Hokuto mengejutkanku, kemudian dia menoleh ke segala arah untuk mengetahui penyebab aku berhenti padahal dia sendirilah penyebabnya. Tentu saja aku tidak mengatakannya atau kami akan berdebat lagi padahal cacing di dalam perutku sudah protes lebih keras sejak tadi.
"Apa kau keberatan jika salah satu dari bento ini kita berikan kepada anak kecil itu?"
Hokuto mengikuti arah telunjukku, tapi kemudian dia melengos pergi begitu saja. "Apa yang-"
"Aku sudah kenyang, berikan saja punyaku."
Perlu sepersekian detik bagiku untuk bertindak, aku lekas memberikan jatah makan malam Hokuto kepada anak kecil yang awalnya menolak itu. Dia membungkuk dengan meletakkan satu tangannya di depan dada, yang mana membuatku mengernyit samar. Sebuah cara yang aneh untuk mengucapkan terima kasih dari seorang anak kecil, bukan?
Aku buru-buru mengejar Hokuto dan menghentikannya. Kedua alisnya bertaut, wajahnya yang lelah membuatku cukup untuk menggaruk tengkuk karena tidak enak hati mengganggunya.
"Ada apa?"
"Maaf sudah menghentikanmu, tapi apa kau tahu gerakan ini?"
Aku memperagakan gerakan anak kecil tadi, dia meletakkan tangan kanannya di depan dada dengan ibu jari yang terlipat sebelum keempat jarinya yang lain mengepal lalu membungkuk tidak terlalu dalam. Entah perasaanku saja atau raut wajah Hokuto berubah dan kedua matanya melebar? Perasaanku mulai tidak enak saat Hokuto berbalik arah begitu saja.
"Ho-Hokuto?"
"Di mana anak itu, Ka-kun?"
Aku mendahuluinya untuk kembali ke tempat anak kecil tadi, tapi sial, mereka sudah tidak ada di sana.
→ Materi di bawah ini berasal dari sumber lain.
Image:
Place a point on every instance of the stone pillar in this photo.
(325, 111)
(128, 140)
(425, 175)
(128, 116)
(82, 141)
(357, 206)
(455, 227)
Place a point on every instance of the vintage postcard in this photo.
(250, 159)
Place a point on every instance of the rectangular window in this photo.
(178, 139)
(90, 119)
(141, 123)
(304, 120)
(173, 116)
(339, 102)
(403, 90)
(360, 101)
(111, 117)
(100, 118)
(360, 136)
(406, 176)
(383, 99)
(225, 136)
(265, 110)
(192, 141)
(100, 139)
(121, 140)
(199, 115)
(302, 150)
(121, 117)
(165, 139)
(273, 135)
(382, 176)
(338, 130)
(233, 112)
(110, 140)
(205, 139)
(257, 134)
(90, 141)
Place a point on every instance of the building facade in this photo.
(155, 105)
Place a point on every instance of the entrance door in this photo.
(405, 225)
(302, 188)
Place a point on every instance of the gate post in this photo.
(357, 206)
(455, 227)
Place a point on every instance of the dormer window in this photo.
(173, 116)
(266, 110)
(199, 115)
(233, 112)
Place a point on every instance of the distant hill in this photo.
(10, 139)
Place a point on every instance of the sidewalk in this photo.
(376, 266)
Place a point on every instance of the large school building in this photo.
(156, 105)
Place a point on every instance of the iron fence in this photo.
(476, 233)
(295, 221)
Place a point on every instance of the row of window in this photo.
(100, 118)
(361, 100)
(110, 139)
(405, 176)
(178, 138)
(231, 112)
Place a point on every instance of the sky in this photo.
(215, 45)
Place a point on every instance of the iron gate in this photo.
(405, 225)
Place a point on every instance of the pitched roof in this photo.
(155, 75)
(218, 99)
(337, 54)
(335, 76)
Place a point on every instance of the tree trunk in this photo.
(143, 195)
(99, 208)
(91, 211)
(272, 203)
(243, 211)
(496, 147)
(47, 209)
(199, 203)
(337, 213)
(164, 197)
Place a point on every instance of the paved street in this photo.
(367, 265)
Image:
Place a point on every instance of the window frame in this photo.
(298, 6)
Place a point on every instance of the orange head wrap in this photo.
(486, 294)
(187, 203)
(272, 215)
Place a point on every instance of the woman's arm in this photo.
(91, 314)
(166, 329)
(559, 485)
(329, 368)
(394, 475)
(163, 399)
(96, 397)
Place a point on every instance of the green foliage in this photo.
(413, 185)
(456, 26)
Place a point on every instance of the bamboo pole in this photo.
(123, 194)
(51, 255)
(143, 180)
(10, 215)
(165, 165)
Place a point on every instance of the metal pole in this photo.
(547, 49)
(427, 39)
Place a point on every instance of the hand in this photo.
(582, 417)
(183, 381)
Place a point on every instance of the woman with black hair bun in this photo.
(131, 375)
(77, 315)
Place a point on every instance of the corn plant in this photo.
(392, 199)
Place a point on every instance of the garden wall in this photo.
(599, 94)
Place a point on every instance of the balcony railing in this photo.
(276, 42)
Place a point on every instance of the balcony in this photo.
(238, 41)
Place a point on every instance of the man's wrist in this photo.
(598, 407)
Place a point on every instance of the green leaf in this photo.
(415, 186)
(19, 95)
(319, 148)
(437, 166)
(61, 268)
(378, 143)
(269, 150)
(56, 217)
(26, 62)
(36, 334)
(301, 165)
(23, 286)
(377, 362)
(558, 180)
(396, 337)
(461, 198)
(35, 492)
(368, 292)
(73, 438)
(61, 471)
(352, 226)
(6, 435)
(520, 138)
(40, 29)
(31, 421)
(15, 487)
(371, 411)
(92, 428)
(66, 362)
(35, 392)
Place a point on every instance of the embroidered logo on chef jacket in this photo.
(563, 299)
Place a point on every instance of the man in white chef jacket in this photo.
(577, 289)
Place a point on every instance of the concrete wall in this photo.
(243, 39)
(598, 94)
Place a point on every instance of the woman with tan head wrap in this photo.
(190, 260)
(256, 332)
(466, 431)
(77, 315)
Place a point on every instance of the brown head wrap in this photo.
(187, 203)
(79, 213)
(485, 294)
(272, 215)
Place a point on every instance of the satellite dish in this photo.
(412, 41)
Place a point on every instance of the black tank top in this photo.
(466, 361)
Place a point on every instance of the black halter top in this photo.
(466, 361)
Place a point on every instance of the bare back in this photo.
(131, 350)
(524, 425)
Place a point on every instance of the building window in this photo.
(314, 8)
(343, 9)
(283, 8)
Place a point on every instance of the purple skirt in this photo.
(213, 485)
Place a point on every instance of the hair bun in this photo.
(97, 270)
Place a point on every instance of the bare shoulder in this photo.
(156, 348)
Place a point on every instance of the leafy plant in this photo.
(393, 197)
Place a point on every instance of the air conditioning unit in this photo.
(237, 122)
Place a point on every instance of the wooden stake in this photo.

Berujung kami yang mendapatkan tatapan aneh dan reaksi kebingungan dari orang-orang yang lewat.
"Sial, mereka sudah tidak ada di sini. Ada apa, hah?"
Aku menghentikan pergerakan Hokuto dengan menarik bahunya agar anak ini mau menghadap ke arahku. Raut kelelahan di wajahnya lenyap dan digantikan dengan ekspresi cemas, rahangnya pun mengeras. Ekspresi Hokuto yang seperti ini menuntun otakku berasumsi jika ada sesuatu yang buruk sedang terjadi.
"Anak itu, Kazuma! Di mana dia?!"
"Aku tidak tahu!" seruku, otakku masih belum bisa mencerna ini.
Hokuto mendengkus kasar. "Hubungi Akemi-san atau siapapun sekarang karena anak kecil itu sedang berada di dalam sebuah bahaya."
"Ha-"
"Cepat!"
APALAGI INI?!
🚔🚔🚔
AFTER ALL THIS TIME, WE'RE BACK!
Maaf untuk keterlambatan berminggu-minggu ini. Penyebabnya adalah ya ... banyak hal yang tidak bisa diceritakan di sini tapi yang jelas kami sedang mencoba mengumpulkan kembali semangat yang sempat tercerai berai.
Terima kasih untuk kalian yang selalu menunggu dan sekali lagi kami memohon maaf.